В театре ситуация, как вы понимаете, другая — и тут уже эмоции зависят от того, вызывает ли у меня уважение режиссер и его видение. Ауг, несомненно, вызывает.
— А в кино?
— Ну, в кино ты пишешь сценарий, заранее готов к тому, что ты винтик в большой машине.
— А вам приятно принимать в участие в коллективной работе, будь то театр или кино?

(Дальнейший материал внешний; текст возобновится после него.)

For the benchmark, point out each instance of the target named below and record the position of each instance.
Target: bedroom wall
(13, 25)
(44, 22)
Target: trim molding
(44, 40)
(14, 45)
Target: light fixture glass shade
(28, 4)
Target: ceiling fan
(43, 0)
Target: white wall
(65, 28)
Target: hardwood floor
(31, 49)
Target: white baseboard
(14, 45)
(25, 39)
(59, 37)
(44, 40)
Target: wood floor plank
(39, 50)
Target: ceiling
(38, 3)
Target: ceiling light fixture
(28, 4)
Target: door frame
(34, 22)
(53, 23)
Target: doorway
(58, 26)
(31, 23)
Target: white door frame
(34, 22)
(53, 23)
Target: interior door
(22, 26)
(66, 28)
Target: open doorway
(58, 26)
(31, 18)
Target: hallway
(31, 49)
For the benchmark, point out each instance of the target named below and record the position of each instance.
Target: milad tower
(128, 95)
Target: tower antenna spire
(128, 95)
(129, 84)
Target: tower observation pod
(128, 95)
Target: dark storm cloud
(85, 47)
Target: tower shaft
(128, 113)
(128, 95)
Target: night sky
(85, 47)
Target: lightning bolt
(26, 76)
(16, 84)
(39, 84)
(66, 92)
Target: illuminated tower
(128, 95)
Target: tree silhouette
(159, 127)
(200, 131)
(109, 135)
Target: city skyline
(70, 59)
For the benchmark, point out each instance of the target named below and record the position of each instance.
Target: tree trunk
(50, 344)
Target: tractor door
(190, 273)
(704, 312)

— Ну, я по натуре одиночка. К тому же у меня с театром не сложились отношения с детства.
— А с кино сложились?
— У кино есть некая магия погружения в реальность, которая тебя захватывает. А в театре степень условности, которую надо принять, как правило, не дает этого сделать. К тому же, знаете, кино — это такое простое зрелище, туда приходят с ведерком попкорна, чтобы пережить это погружение максимально глубоко; кинозал — место безо всякой снобской ауры. Поход в театр сопряжен с большим количеством ритуалов — от выбора одежды до правил поведения внутри. И еще у меня большая проблема с тем самым пресловутым «верю» — в театральном зале мне приходится слишком много достраивать самой.
— Мы с вами как раз находимся на фестивале «Точка доступа», который собирает спектакли, ушедшие с театральной сцены на «натуру», нетеатральные площадки. И таких спектаклей, которые играются в особняках, на заводах, которые хотят взять зрителя за руку или дать ему новый опыт и ощущения, — их становится все больше, и они становятся все популярнее. Кажется, представители этого вида искусства сами чувствуют кризис жанра и стремятся выйти из привычных рамок, чтобы найти какое-то новое слово.
— Я помню свои впечатления от одного из подобных перформансов, который поставил Кирилл Серебренников (это был перформанс, приуроченный к премьере «Человек-подушка» в МХТ. — «Газета.Ru»). Он был посвящен теме смерти, там шептали на ухо, воздействовали тактильно, нужно было двигаться в темноте… Я помню, что на меня это произвело огромное впечатление — мне было довольно жутко, тоскливо и страшно. Да, театр хочет схватить зрителя за руку. Но надо признать, что именно кино держит необходимую дистанцию по отношению к зрителю — я, может быть, хочу погружения, но при этом совершенно не хочу взаимодействовать близко.